The little pine grew surrounded by mighty elders whose tops brushed the sky and whose branches were homes for squirrels and birds and bugs of every description. She loved the way the wind made music in their boughs, and showered their red needles at her feet. She loved the sparkling fireflies that came in summer to dance from the ground to the stars above.
But most of all, she loved the quiet nights when the elders would whisper the fantastic tales of The World Beyond that they learned from the visiting birds.
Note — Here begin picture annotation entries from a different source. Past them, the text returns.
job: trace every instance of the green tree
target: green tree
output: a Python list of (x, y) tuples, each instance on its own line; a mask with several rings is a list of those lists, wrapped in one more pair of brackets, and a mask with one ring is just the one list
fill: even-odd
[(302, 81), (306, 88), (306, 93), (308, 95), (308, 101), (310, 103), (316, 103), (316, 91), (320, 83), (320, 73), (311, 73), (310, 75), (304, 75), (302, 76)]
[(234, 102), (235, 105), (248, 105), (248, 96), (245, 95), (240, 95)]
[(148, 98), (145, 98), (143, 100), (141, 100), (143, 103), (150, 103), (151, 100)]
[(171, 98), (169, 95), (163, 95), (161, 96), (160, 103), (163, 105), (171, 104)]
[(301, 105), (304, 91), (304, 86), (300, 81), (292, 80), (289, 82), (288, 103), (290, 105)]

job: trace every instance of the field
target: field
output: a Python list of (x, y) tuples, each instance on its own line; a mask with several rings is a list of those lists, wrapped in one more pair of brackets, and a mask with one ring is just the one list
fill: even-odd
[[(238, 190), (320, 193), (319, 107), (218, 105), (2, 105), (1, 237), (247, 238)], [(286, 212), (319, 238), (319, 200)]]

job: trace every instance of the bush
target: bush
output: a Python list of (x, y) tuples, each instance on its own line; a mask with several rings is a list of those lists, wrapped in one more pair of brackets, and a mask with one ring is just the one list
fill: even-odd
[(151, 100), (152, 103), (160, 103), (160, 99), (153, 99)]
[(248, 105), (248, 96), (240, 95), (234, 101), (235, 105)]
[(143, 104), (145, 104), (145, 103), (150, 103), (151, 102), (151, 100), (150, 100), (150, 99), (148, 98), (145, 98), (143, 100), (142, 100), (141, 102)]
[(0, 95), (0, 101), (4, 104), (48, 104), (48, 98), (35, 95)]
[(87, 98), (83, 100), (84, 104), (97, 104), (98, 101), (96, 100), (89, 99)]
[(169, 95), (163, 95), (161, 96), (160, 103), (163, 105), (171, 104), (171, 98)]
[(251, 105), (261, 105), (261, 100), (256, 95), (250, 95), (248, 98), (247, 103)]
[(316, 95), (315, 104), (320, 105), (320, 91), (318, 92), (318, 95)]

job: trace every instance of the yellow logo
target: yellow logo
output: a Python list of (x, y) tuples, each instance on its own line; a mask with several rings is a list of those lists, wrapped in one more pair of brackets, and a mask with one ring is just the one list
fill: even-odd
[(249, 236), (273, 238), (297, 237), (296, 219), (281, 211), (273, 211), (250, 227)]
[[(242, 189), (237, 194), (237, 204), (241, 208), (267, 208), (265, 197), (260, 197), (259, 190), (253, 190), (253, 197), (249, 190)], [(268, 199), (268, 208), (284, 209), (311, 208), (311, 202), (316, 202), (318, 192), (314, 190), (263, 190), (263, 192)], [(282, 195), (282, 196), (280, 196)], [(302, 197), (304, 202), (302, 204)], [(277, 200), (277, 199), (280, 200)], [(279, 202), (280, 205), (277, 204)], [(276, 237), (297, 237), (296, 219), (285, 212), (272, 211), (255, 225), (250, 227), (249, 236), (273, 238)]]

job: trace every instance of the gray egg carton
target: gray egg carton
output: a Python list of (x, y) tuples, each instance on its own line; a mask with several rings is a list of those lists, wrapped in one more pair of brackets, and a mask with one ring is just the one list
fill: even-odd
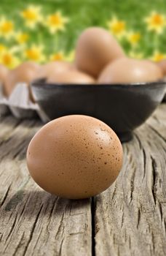
[(17, 118), (33, 118), (37, 114), (43, 122), (49, 121), (38, 104), (31, 101), (28, 88), (24, 83), (17, 84), (9, 98), (4, 95), (0, 84), (0, 116), (9, 113)]

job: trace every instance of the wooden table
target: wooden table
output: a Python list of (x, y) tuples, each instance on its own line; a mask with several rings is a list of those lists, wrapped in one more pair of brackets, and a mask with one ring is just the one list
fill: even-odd
[(116, 182), (69, 200), (35, 184), (25, 163), (37, 120), (0, 121), (0, 255), (166, 255), (166, 104), (123, 144)]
Much of it was beyond the understanding of the little pine, and she had no way of knowing whether the stories were make-believe or real. But they were grand stories either way, and as the seasons passed and her understanding grew, the elders were able to explain what the fables meant, and stories took on great beauty and increasing meaning.
The stories the wrens told differed somewhat from the ones the robins told, and theirs differed from the owls’ version in many details. But one year a great eagle had built its nest in the top-most branches of an elder who dwelt high up the distant slope, and it wove the bits of the birds’ stories into one magnificent piece.
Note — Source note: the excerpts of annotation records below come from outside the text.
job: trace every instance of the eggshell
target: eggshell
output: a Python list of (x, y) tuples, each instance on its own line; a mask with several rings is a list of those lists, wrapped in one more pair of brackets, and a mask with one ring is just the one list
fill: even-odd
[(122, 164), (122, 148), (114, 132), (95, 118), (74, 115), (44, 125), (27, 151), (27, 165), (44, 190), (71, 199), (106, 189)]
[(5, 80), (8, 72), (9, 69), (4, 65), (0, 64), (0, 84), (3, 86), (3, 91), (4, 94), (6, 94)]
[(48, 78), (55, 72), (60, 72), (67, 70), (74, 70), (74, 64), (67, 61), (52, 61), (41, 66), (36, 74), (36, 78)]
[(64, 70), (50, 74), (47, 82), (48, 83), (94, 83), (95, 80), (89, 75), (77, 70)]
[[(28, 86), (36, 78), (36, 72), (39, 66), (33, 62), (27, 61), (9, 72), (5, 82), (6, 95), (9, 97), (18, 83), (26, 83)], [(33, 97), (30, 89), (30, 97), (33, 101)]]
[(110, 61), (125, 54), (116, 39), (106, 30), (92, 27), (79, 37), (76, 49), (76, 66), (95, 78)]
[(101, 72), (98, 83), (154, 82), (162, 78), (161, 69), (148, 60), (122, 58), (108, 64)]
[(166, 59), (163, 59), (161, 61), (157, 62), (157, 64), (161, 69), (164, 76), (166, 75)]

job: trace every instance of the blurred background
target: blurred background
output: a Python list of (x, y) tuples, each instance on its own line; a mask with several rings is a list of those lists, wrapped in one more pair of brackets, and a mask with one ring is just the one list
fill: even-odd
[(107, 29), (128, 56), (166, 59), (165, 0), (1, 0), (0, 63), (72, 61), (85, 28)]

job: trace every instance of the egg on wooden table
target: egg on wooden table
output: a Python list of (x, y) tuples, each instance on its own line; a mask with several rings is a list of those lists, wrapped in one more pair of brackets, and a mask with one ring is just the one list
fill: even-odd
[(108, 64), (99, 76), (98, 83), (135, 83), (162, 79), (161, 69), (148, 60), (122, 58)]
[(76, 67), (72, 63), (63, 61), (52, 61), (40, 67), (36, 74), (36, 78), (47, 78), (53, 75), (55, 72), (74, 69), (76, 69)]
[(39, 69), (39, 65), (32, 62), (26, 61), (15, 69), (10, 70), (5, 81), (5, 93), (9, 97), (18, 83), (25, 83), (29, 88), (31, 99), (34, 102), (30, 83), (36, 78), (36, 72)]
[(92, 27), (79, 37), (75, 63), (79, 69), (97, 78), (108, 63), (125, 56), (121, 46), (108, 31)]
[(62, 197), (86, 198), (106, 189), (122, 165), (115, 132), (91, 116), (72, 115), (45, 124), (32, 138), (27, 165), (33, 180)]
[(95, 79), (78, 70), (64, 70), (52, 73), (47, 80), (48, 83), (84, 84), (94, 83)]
Counsels of elders had studied the eagle’s tale through the ages, and passed it down as clearly as they could to the all the trees in the forest.
Just as each tree was a distinctive expression of life, they said, with its own sap and wood, its unique pattern of bark, needles and branches, all together the pines and their leafy cousins were part of a larger community of life known as a forest. And beyond the forest lay other communities, known as plains and mountains and deserts and seas. And altogether, they made up a whole called a planet, and her cousin was the moon, and her mate the sun.
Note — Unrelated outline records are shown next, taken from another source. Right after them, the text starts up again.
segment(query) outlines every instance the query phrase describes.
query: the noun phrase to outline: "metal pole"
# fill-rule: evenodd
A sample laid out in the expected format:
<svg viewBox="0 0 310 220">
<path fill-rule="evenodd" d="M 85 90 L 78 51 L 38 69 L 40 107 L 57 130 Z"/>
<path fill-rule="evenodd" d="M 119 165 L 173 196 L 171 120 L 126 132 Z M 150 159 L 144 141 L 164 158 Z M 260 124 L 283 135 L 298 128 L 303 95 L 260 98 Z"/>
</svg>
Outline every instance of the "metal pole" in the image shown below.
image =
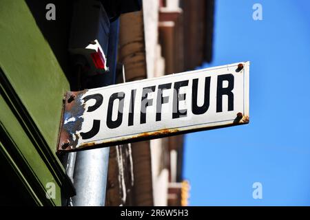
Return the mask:
<svg viewBox="0 0 310 220">
<path fill-rule="evenodd" d="M 107 58 L 110 71 L 94 78 L 93 87 L 115 84 L 118 26 L 118 19 L 110 23 Z M 109 153 L 110 148 L 103 148 L 76 153 L 74 174 L 76 195 L 72 197 L 73 206 L 105 205 Z"/>
</svg>

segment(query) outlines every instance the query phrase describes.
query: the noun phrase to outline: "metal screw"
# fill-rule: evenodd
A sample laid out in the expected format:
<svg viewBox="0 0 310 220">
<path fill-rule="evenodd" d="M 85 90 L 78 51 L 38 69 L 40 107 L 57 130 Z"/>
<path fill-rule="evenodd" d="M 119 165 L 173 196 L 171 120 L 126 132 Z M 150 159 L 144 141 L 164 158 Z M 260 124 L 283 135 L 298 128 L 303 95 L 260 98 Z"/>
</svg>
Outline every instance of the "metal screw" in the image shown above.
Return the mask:
<svg viewBox="0 0 310 220">
<path fill-rule="evenodd" d="M 240 72 L 242 69 L 243 69 L 243 64 L 239 63 L 239 64 L 238 65 L 238 68 L 237 68 L 237 69 L 236 69 L 236 72 Z"/>
<path fill-rule="evenodd" d="M 61 148 L 63 149 L 65 149 L 67 147 L 69 146 L 69 144 L 70 144 L 70 141 L 67 139 L 61 144 Z"/>
<path fill-rule="evenodd" d="M 72 101 L 73 101 L 75 98 L 75 95 L 74 94 L 71 94 L 70 97 L 68 99 L 68 102 L 70 103 Z"/>
</svg>

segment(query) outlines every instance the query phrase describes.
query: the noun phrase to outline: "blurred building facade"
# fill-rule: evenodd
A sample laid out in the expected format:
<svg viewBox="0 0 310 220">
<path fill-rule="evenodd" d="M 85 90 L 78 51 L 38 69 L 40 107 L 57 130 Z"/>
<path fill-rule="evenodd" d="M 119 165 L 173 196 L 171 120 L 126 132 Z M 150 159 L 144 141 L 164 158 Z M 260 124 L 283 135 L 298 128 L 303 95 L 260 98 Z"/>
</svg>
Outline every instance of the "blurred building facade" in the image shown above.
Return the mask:
<svg viewBox="0 0 310 220">
<path fill-rule="evenodd" d="M 141 12 L 122 14 L 120 82 L 180 73 L 210 62 L 214 8 L 214 1 L 143 1 Z M 180 135 L 111 148 L 106 205 L 187 205 L 183 142 Z"/>
</svg>

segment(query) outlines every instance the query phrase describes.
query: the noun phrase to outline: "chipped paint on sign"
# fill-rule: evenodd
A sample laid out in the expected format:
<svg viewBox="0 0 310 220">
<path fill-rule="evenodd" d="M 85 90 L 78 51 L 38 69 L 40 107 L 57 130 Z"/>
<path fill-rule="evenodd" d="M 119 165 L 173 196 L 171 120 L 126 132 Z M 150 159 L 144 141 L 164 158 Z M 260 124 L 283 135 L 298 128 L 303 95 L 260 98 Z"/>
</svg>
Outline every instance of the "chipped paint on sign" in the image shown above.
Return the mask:
<svg viewBox="0 0 310 220">
<path fill-rule="evenodd" d="M 247 124 L 249 62 L 67 92 L 57 151 Z"/>
</svg>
That was all the eagle knew for certain, from its travels. But it believed, the elders said, that the sun and moon and planet were part of yet another whole that was part of another and so on, forever. And its nature was joy, for the space that bound it all together was made of love so vast and deep and all pervasive, that even the tiniest ant who crawled across the pine’s needles felt its power. And every bit of it mattered and was needed to fully express love’s song.
That, the elders told the young pine, was the importance of being exactly who she was. She was needed for love to express exactly the note of joy that she embodied, and in all of creation, she alone could sing it.